Sounds good, right? Not necessarily. You may be brand-happy. Brand-happy, the state of branding everything we touch, is so prevalent in business today that it’s seen as an automatic reflex of good marketing. But approached with aggregate business objectives in mind, building new brands may not always be a good business move. Before you decide to add and support a new brand in your marketing mix remember:

1) The premise. Customers are confused. Customers are so bombarded by new products, features, services, companies and promises it’s becoming extremely difficult for them to tell one from another. Within many companies, even the sales force can’t clearly discern the products they’re selling!
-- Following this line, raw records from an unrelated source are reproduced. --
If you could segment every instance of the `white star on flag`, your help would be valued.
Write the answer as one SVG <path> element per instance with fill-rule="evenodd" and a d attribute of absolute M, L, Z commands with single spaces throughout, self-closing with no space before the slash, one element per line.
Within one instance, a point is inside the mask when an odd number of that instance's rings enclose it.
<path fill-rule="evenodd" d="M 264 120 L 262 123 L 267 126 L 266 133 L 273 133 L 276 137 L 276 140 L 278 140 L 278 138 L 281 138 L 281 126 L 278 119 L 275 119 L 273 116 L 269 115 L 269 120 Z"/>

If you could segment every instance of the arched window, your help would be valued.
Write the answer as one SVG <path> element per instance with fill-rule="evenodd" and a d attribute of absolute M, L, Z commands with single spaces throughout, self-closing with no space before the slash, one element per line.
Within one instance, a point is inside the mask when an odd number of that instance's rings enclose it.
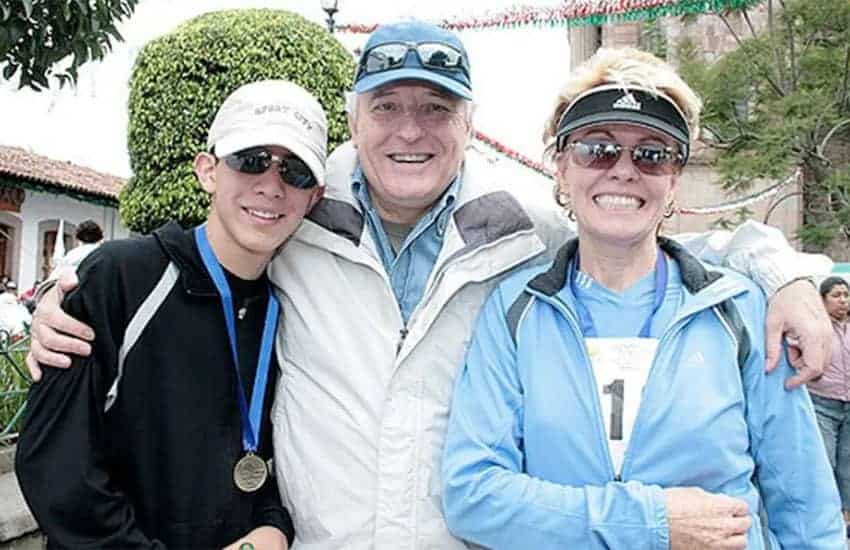
<path fill-rule="evenodd" d="M 0 277 L 18 281 L 21 256 L 21 218 L 0 212 Z"/>

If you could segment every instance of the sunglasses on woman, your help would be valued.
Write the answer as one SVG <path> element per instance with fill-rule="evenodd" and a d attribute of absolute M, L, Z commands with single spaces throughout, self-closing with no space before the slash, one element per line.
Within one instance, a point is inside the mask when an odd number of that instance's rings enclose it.
<path fill-rule="evenodd" d="M 685 162 L 682 153 L 655 143 L 625 147 L 613 141 L 578 140 L 565 144 L 561 151 L 569 151 L 579 166 L 594 170 L 610 169 L 623 151 L 629 151 L 635 167 L 648 176 L 669 176 L 678 172 Z"/>
<path fill-rule="evenodd" d="M 280 179 L 297 189 L 310 189 L 318 182 L 313 172 L 294 155 L 275 155 L 264 147 L 251 147 L 222 157 L 227 166 L 243 174 L 263 174 L 277 163 Z"/>
<path fill-rule="evenodd" d="M 439 42 L 390 42 L 375 46 L 363 55 L 358 78 L 362 74 L 379 73 L 404 66 L 404 60 L 411 50 L 416 52 L 419 62 L 427 69 L 460 69 L 469 74 L 463 54 L 451 46 Z"/>

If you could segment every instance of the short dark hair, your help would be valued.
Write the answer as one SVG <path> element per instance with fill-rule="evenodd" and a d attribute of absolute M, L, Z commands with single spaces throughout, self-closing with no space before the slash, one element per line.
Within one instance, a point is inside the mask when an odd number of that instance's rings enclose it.
<path fill-rule="evenodd" d="M 94 220 L 86 220 L 77 226 L 74 234 L 77 240 L 84 243 L 96 243 L 103 239 L 103 231 Z"/>
<path fill-rule="evenodd" d="M 847 284 L 847 281 L 842 279 L 841 277 L 827 277 L 820 284 L 820 297 L 823 298 L 824 296 L 829 294 L 829 291 L 832 290 L 833 287 L 836 287 L 838 285 L 843 285 L 850 289 L 850 284 Z"/>

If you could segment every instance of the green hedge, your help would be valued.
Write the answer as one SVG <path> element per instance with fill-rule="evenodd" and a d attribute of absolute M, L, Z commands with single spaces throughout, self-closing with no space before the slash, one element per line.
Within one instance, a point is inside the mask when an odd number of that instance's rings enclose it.
<path fill-rule="evenodd" d="M 255 80 L 291 80 L 328 113 L 332 149 L 345 141 L 343 92 L 351 54 L 327 31 L 280 10 L 234 10 L 197 17 L 148 43 L 130 79 L 128 149 L 133 177 L 121 193 L 121 218 L 147 233 L 168 220 L 200 223 L 209 201 L 192 174 L 217 107 Z"/>
<path fill-rule="evenodd" d="M 10 436 L 22 426 L 31 382 L 24 361 L 29 348 L 29 330 L 14 341 L 8 332 L 0 330 L 0 446 L 13 442 Z"/>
2) The goal. Finding a unique spot in the customer’s mind, a solid, distinguishable-from-competition area of the brain where you form an indelible impression.

3) The reality. You are selling to human beings, and homosapiens – even with the most advanced craniums on the planet – only have the capacity to remember a finite number of things. If you have a corporate brand, 12 product brands with eight unique features each and a story to support each, how much can you expect your customer to digest, let alone buy into?

4) The assumption. You do not have the financial resources of Proctor & Gamble, Ford Motor Company or Coca Cola, all of which can afford to build multiple brands and accept the cost of their possible failure. (Of course, if you are, we’d be happy to talk with you.)

Undeniably, you can identify with the premise (after all, you’re a customer too). It seems, however, that the more the confusion, the harder we try to distinguish ourselves by heaping brands with new names, images and trademarks onto the top of the pile. Many times being brand-happy does more to perpetuate the premise than meet the goal.

Instead of perpetuating confusion, reverse the trend by simplifying your branding strategy.

The cure for brand happiness: SIMPLIFY. Instead of perpetuating confusion, reverse the trend by simplifying your branding strategy. While all companies have a unique set of circumstances, we suggest critical choices be considered for the sake of marketplace clarity. Sound painful? Not any more than a root canal without anesthesia, but it may be necessary if you want long-term smiling customers.